Welcome to the Land Use News!
This is an informative site for news about land use issues for attorneys and lay people alike.
I will post articles I write and publish elsewhere and info on interesting cases.
If you'd like to post, feel free to add to Comments.
Here is the first article, initially published in the Marin Scope Newspapers:
WHEN YOU CAN'T SEE THE FOREST FOR THE TREES - Literally
"Every body does not see alike.... The tree which moves some to tears of joy
is in the Eyes of others only a Green thing that stands in the way." (from
The Complete Writings of William Blake (1957) p. 793.)
Homeowners have a love-hate relationship with trees.
We all appreciate the sheltering arms of our own well tended amenity trees; we nurture Heritage Oaks and cherish our prized Japanese Maple.
But what do we do when our neighbor's trees become a nuisance, blocking views of
distant hills, ocean or forests?
Trees are living organisms. They can grow to be unwieldy straggly things that drop
their branches all over, threaten to fall on unsuspecting bystanders, or plop their
bulk squarely in your viewshed.
If you are like many Bay Area homeowners graced with hillside or coastal living,
you probably know just what I'm talking about. Your view of the ocean, never more
than a precious triangle to begin with, may now all but obscured by some runaway
Eucalyptus trees two streets over.
Your view of the peak of Mt. Tamalpais is shrinking behind scruffy delinquent pines
on the lower slopes. You bought your Lake Tahoe home for the view of the silvery
water edged with softening pine trees along the shore, but now that view has been
commandeered by renegade Cypress who have no business in the neighborhood in the
What's a law-abiding homeowner to do?

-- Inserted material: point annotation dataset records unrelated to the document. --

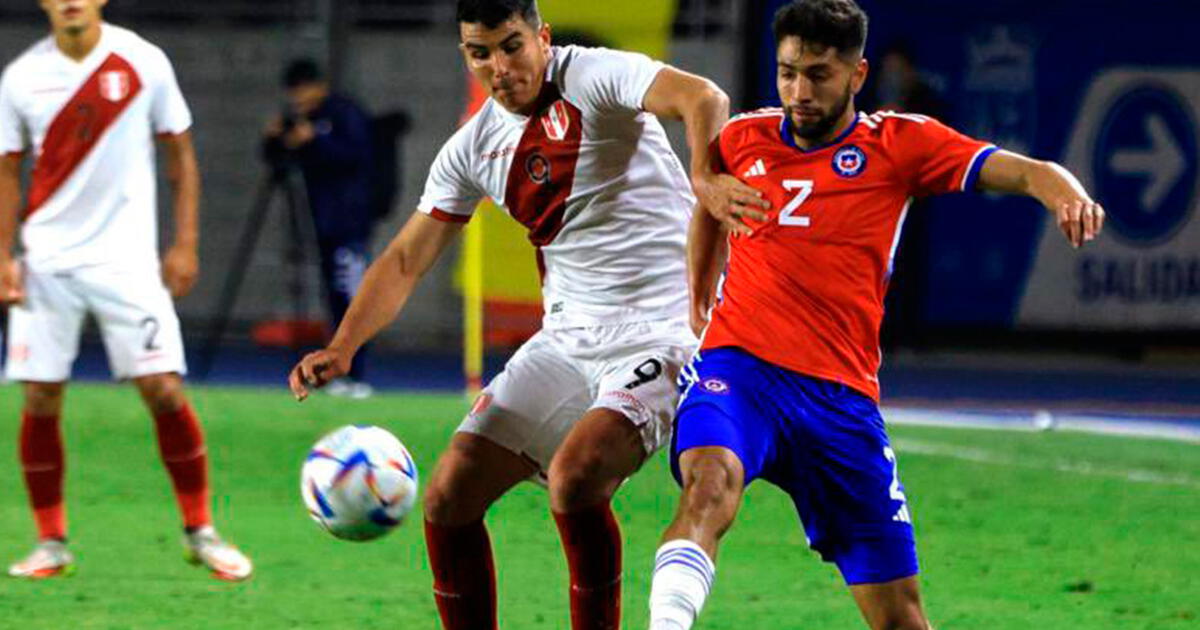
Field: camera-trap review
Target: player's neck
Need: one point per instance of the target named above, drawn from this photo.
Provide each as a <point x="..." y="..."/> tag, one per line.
<point x="844" y="124"/>
<point x="78" y="45"/>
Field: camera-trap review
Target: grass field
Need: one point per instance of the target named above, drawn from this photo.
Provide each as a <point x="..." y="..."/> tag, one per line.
<point x="1017" y="531"/>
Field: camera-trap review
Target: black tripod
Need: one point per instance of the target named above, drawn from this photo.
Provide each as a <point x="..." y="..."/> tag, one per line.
<point x="281" y="179"/>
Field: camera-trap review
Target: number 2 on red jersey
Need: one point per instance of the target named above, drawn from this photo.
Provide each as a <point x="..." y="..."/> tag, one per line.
<point x="787" y="216"/>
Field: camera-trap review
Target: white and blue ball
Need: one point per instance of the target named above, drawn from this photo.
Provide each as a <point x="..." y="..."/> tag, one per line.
<point x="359" y="483"/>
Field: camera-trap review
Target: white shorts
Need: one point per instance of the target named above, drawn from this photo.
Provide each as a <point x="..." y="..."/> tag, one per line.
<point x="559" y="375"/>
<point x="133" y="310"/>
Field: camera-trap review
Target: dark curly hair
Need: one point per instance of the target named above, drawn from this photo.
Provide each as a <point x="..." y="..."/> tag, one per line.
<point x="491" y="13"/>
<point x="838" y="24"/>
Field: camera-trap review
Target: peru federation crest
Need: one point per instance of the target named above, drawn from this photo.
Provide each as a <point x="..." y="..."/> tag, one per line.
<point x="114" y="85"/>
<point x="850" y="161"/>
<point x="557" y="121"/>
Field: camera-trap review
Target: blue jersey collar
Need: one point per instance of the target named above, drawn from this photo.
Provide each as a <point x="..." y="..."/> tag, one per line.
<point x="785" y="132"/>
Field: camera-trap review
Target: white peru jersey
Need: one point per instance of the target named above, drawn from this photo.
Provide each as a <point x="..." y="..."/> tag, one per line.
<point x="594" y="180"/>
<point x="91" y="126"/>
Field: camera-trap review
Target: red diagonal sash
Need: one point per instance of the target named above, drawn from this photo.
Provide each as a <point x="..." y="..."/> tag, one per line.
<point x="79" y="125"/>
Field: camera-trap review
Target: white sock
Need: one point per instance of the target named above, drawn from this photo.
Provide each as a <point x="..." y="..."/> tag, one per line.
<point x="683" y="576"/>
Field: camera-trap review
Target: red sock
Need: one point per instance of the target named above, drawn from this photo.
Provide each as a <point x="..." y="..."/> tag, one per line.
<point x="463" y="575"/>
<point x="592" y="540"/>
<point x="181" y="445"/>
<point x="41" y="457"/>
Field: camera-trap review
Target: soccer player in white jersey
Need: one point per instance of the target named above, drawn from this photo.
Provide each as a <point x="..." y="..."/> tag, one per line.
<point x="85" y="105"/>
<point x="570" y="144"/>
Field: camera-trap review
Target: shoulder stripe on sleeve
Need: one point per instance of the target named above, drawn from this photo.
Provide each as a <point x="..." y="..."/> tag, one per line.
<point x="449" y="217"/>
<point x="773" y="112"/>
<point x="972" y="174"/>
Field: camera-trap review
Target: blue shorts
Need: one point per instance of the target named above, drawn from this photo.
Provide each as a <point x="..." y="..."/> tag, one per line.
<point x="822" y="443"/>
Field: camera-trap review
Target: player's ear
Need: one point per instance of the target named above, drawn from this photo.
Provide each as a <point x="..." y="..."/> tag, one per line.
<point x="859" y="78"/>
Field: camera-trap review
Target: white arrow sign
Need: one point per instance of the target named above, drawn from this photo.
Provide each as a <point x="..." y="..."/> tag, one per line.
<point x="1163" y="163"/>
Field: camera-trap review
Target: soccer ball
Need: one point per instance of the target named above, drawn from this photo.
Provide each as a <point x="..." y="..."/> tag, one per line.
<point x="359" y="483"/>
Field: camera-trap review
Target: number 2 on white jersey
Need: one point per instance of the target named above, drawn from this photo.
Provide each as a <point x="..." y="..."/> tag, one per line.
<point x="787" y="216"/>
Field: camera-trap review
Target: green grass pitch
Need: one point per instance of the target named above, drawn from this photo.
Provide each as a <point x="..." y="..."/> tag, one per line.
<point x="1015" y="531"/>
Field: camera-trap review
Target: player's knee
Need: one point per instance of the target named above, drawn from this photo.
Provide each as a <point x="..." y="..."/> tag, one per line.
<point x="907" y="616"/>
<point x="579" y="481"/>
<point x="438" y="503"/>
<point x="711" y="489"/>
<point x="43" y="399"/>
<point x="163" y="394"/>
<point x="448" y="499"/>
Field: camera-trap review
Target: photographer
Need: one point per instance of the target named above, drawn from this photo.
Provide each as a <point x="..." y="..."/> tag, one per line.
<point x="328" y="136"/>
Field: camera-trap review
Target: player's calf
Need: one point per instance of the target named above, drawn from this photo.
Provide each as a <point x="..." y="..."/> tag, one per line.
<point x="684" y="564"/>
<point x="599" y="453"/>
<point x="469" y="477"/>
<point x="893" y="605"/>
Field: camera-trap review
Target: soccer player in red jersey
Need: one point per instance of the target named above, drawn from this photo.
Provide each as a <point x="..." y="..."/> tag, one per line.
<point x="90" y="100"/>
<point x="785" y="387"/>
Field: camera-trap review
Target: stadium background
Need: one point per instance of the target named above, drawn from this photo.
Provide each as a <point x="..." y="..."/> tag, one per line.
<point x="1008" y="324"/>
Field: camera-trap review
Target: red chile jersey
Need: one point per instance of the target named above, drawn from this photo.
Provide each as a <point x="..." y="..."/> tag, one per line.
<point x="805" y="291"/>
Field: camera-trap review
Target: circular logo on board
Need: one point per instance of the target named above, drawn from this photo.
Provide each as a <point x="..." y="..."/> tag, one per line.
<point x="1145" y="163"/>
<point x="850" y="161"/>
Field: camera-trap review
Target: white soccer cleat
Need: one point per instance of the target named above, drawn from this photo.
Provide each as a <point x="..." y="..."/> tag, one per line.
<point x="346" y="388"/>
<point x="49" y="558"/>
<point x="205" y="547"/>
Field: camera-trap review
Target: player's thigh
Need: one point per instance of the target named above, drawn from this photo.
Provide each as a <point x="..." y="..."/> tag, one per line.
<point x="137" y="321"/>
<point x="720" y="407"/>
<point x="531" y="406"/>
<point x="846" y="486"/>
<point x="893" y="605"/>
<point x="43" y="331"/>
<point x="639" y="377"/>
<point x="471" y="474"/>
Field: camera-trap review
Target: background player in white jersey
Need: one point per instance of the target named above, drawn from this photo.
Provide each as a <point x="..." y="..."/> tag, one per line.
<point x="89" y="101"/>
<point x="570" y="145"/>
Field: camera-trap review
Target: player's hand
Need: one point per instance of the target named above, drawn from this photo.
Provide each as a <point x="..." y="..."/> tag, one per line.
<point x="731" y="202"/>
<point x="316" y="370"/>
<point x="699" y="312"/>
<point x="1079" y="219"/>
<point x="12" y="283"/>
<point x="180" y="268"/>
<point x="300" y="135"/>
<point x="274" y="127"/>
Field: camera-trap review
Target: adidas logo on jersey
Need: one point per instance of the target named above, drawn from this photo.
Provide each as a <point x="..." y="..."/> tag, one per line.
<point x="757" y="171"/>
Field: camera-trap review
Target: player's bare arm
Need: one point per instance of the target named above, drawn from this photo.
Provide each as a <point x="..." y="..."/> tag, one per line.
<point x="1078" y="215"/>
<point x="385" y="287"/>
<point x="180" y="263"/>
<point x="11" y="286"/>
<point x="705" y="108"/>
<point x="707" y="251"/>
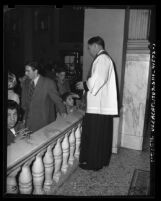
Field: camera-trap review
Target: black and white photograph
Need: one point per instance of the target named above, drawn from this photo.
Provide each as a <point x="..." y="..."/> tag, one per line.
<point x="79" y="116"/>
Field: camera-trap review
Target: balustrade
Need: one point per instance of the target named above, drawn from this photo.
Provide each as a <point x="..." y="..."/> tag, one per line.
<point x="47" y="156"/>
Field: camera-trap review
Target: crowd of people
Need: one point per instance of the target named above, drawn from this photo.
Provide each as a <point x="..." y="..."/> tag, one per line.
<point x="43" y="98"/>
<point x="40" y="101"/>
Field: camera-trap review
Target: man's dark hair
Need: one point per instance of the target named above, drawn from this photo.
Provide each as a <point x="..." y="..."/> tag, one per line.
<point x="13" y="105"/>
<point x="34" y="65"/>
<point x="60" y="69"/>
<point x="65" y="96"/>
<point x="98" y="40"/>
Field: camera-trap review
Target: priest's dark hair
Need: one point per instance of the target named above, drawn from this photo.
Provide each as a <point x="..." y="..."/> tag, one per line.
<point x="98" y="40"/>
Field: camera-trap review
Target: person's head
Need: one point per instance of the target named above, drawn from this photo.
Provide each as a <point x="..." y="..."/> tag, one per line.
<point x="68" y="99"/>
<point x="61" y="73"/>
<point x="95" y="44"/>
<point x="32" y="69"/>
<point x="13" y="113"/>
<point x="12" y="82"/>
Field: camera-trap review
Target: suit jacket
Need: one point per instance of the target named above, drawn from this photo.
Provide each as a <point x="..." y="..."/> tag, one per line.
<point x="41" y="110"/>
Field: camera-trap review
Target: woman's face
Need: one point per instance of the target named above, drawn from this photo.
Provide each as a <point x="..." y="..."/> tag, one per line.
<point x="61" y="76"/>
<point x="12" y="118"/>
<point x="70" y="101"/>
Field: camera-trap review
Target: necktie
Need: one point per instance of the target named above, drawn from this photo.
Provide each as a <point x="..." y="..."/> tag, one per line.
<point x="89" y="72"/>
<point x="31" y="89"/>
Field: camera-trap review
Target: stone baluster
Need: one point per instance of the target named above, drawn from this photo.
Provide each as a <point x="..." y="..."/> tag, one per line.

Here are a few potential remedies for the
most common view versus tree problems.
Can the Trees be Considered a "Spite Fence?"

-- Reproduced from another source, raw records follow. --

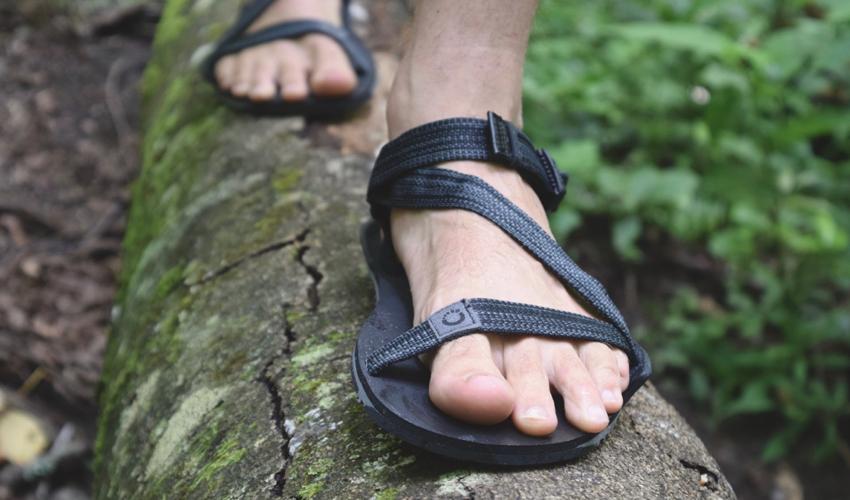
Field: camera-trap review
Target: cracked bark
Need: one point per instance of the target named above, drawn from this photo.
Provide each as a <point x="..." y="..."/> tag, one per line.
<point x="227" y="373"/>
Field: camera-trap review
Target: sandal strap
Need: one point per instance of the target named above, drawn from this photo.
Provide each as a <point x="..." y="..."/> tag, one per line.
<point x="432" y="187"/>
<point x="493" y="316"/>
<point x="236" y="39"/>
<point x="469" y="139"/>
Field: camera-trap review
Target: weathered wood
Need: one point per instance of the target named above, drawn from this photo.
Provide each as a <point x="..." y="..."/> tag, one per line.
<point x="227" y="373"/>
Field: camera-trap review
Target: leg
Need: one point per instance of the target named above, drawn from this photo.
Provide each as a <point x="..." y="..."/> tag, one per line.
<point x="313" y="63"/>
<point x="466" y="58"/>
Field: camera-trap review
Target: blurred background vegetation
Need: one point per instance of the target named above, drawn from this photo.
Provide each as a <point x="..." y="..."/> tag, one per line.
<point x="707" y="143"/>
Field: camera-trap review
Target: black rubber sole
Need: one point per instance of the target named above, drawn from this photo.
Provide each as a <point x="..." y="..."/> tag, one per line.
<point x="397" y="400"/>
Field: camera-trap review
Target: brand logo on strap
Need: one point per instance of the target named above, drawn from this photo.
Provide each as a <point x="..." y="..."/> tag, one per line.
<point x="453" y="317"/>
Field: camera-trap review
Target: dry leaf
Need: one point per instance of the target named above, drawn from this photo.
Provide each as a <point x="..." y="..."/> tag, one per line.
<point x="22" y="438"/>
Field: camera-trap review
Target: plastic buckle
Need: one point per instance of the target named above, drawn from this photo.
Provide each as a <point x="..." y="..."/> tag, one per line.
<point x="503" y="137"/>
<point x="557" y="179"/>
<point x="454" y="320"/>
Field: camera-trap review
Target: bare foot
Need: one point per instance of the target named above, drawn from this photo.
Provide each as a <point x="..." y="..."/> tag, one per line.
<point x="313" y="64"/>
<point x="449" y="255"/>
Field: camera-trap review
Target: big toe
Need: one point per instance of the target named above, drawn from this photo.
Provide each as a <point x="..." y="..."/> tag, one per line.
<point x="467" y="384"/>
<point x="332" y="74"/>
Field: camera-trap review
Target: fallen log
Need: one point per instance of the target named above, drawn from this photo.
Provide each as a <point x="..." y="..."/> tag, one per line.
<point x="227" y="372"/>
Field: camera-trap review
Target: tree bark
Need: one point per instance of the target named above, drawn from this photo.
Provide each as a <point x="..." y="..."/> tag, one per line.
<point x="227" y="373"/>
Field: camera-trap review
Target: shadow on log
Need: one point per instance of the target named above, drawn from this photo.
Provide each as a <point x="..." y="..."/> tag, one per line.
<point x="227" y="373"/>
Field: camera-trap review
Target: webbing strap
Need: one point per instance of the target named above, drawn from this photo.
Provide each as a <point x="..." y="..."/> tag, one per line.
<point x="470" y="139"/>
<point x="430" y="188"/>
<point x="493" y="316"/>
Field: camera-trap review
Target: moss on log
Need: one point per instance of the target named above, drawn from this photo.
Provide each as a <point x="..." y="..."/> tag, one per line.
<point x="227" y="372"/>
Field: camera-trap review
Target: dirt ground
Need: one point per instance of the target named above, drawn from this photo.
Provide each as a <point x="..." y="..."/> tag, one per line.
<point x="68" y="153"/>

California law recognizes that a "fence or other structure in the nature of
a fence unnecessarily exceeding 10 feet in height maliciously erected or maintained
for the purpose of annoying the owner or occupant of adjoining property is a private
nuisance." (From California Civil Code Section 841.4 - Maliciously Erected
Courts have decided that a row of trees if planted for the purpose of annoying the
neighbors can be considered a structure for purposes of enforcing this statute.

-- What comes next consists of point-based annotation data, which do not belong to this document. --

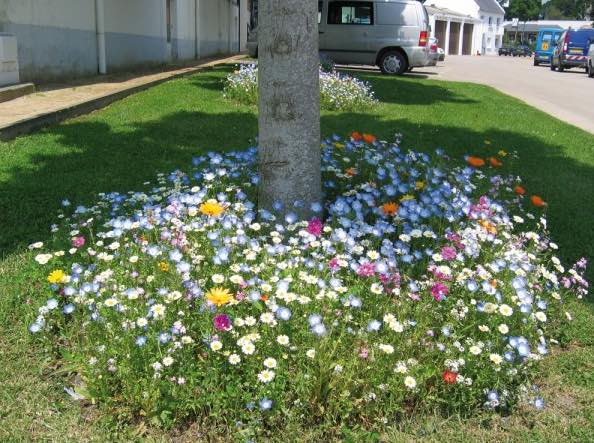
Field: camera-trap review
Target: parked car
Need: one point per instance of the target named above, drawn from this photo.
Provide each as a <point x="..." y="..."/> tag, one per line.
<point x="433" y="52"/>
<point x="590" y="65"/>
<point x="545" y="43"/>
<point x="571" y="50"/>
<point x="522" y="51"/>
<point x="391" y="34"/>
<point x="505" y="50"/>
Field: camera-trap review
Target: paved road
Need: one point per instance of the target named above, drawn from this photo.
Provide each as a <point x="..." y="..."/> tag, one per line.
<point x="567" y="95"/>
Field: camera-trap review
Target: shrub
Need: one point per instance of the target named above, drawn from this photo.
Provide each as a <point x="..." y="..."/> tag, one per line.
<point x="338" y="92"/>
<point x="429" y="284"/>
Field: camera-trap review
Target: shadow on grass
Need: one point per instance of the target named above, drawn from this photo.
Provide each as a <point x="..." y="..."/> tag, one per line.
<point x="97" y="159"/>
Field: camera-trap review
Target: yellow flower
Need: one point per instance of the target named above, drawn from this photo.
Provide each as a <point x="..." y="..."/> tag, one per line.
<point x="211" y="208"/>
<point x="219" y="296"/>
<point x="56" y="276"/>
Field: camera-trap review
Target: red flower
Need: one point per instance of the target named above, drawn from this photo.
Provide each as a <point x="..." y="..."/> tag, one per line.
<point x="449" y="377"/>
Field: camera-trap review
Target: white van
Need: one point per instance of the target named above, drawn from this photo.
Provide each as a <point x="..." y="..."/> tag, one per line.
<point x="392" y="34"/>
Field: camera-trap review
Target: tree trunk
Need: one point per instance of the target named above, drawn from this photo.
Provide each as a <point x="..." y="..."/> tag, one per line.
<point x="289" y="105"/>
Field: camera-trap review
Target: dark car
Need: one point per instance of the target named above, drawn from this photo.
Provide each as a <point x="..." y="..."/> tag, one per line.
<point x="571" y="50"/>
<point x="505" y="50"/>
<point x="522" y="51"/>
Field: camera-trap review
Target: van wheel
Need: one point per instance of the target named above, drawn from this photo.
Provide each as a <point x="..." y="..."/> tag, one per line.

Such a structure is commonly known as a "spite fence."
Spite fences reached a height of notoriety when in the 1870's, Charles Crocker wanted
to buy a whole city block on Nob Hill to build his mansion. One neighbor refused
to sell. Crocker simply bought all the land around the holdout landowner and
built a 40 feet high fence, surrounding the property. No laws protected the hapless
property owner in those days, and he eventually caved in and sold to Crocker.
In a recent case in the town of Yreka, the Third District Court of Appeal said yes,
a row of trees planted to block a neighbor's view could be seen as a spite fence
and be deemed illegal. (See Wilson v. Handley (2002) 97 Cal.App.3d 1301.)
If your dispute gets to a court, the intent of the neighbor planting the trees becomes an issue. If a court determines that the purpose of the planting is to mark the boundary line and to annoy the neighbors, then the court could reasonably conclude that the trees "unnecessarily" exceed 10 feet in height.
Is there a view Ordinance in Your Town?
Many towns have ordinances setting forth standards for maintaining views. There
is no general California law about views. Some towns cherish certain trees such
as Redwoods and have strict guidelines for their removal or even trimming, while
others see them as nuisances, interfering with neighbors' views of Bay or hillsides.
In Marin County, the Town of Tiburon leads the way with the most protective ordinance.
It provides in part:
"The Town recognizes that certain types of trees, because of potential breakage
and fire hazards, or their potential for creating view blockage due to rapid growth
and tall height at maturity, should be prohibited from being planted without special
permission. These trees are referred to as 'undesirable trees.'"
You need to check with your town planning department to see what the rules are.
They are often posted on line. In those cases where view ordinances exist, there
is often a "tree committee" who you can appeal to; don't forget that many
towns and counties have mediation boards whose services are available for a nominal
fee, before you get into a full bore hearing, hiring attorneys and ending years
of peaceful coexistence with your neighbors.
Covenants, Conditions and Restrictions
Are you in a planned development with a set of covenants, conditions and restrictions
that control what homeowners can and can't do with their trees in terms of obstructing
neighbors' views? If so, you may be able to get your neighbor to trim his trees
to restore your lost view. Check with your homeowners' association to see what the
process is in your particular development.
By consulting skilled arborists, you can often set up a plan for "windowing"
the offending trees, so that the neighbor keeps his privacy and shade, while you
get your view back. If no ordinance or cc&r's cover your situation, offer to
pay for professional trimming to restore your view. Even if you do have an ordinance
in play, consider working cooperatively with the neighbor first, before resorting
to hearings or the courts. The cost will be small to maintain cordial relations
and enjoy your view at the same time. Invite the neighbor over to enjoy the view
with you over a glass of wine or cup of coffee as a thank you.